Danzi noodles - Also known as "slack season noodles," this dish is a shrimp-based soup consisting of noodles topped with stir-fried minced pork and a single shrimp. Invented more than a century ago, the dish’s creator was a fisherman from Tainan city who made money selling the soup during the slack season.
Ba-wan - The name of this traditional Taiwanese snack literally means “meat circle.” It is made by steaming a ball of chewy, gelatinous dough stuffed with a pork and vegetable filling.
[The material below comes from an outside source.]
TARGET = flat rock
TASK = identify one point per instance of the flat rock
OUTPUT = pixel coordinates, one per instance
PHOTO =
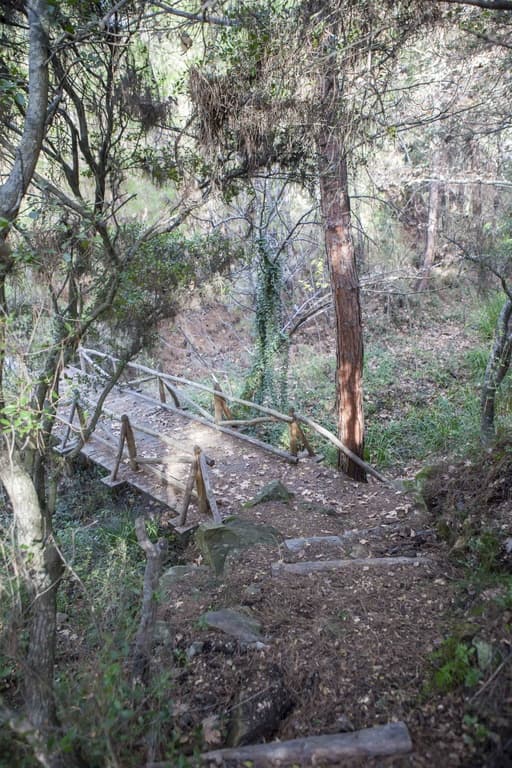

Prior to serving, ba-wan is typically deep-fried or poached in oil, and then doused in a thick sweet sauce.
Pearl Milk Tea - Also known as bubble tea or jenju-nai-cha in traditional Chinese, this drink was invented in Taiwan in the 1980s and is made by adding tapioca balls to cups of sugary milk tea. Jenju-nai-cha was originally served hot; however, it has since gained popularity as a cold beverage.
Thin Noodles with Oysters Soup - Oh-ah-mi-suann is a mild Taiwanese dish made from slender noodles and oysters cooked in a thick broth. It is considered to be one of Changhua county’s specialties.
Tian-bu-la - This deep-fried Taiwanese snack is frequently sold at street carts. Modeled after Japanese tempura, tian-bu-la is made by deep frying various meats and vegetables and seasoning them with salt, pepper and chili powder.
Dumplings - Taiwan’s dumplings are served morning, noon and night and are available in boiled, fried or steamed form. Some common fillings include shrimp, pork and kimchi.
Taiwanese Oyster Omelet - Also known as oh-ah-jian, this popular Taiwanese food is made from eggs, greens and shucked oysters mixed with water and potato starch. The resulting dish is best described as a pleasantly chewy cross between an omelet and an oil pancake. Oh-ah-jian is served topped with a sweet and savory red sauce.
Stinky Tofu - The saying, “Don’t knock it ‘til you try it” was made for this famous Taiwanese dish. Stinky tofu, or chou-dofu, is made from deep-fried fermented bean curd topped with pickled vegetables. Despite its pungent odor, those who dare to try it describe chou-dofu as having a surprisingly mild flavor.
Tsua-bing - Taiwanese shaved ice, known as tsua-bing, is a versatile treat made from shaved ice topped with ingredients such as fresh fruit, cereal, nuts and azuki beans. Both light and refreshing, tsua-bing is the perfect dessert for a hot summer night.
From refreshing desserts to piping hot street snacks, Taiwanese cuisine encompasses a diverse mix of cooking styles, flavors and ingredients that will entice even the least adventurous traveler.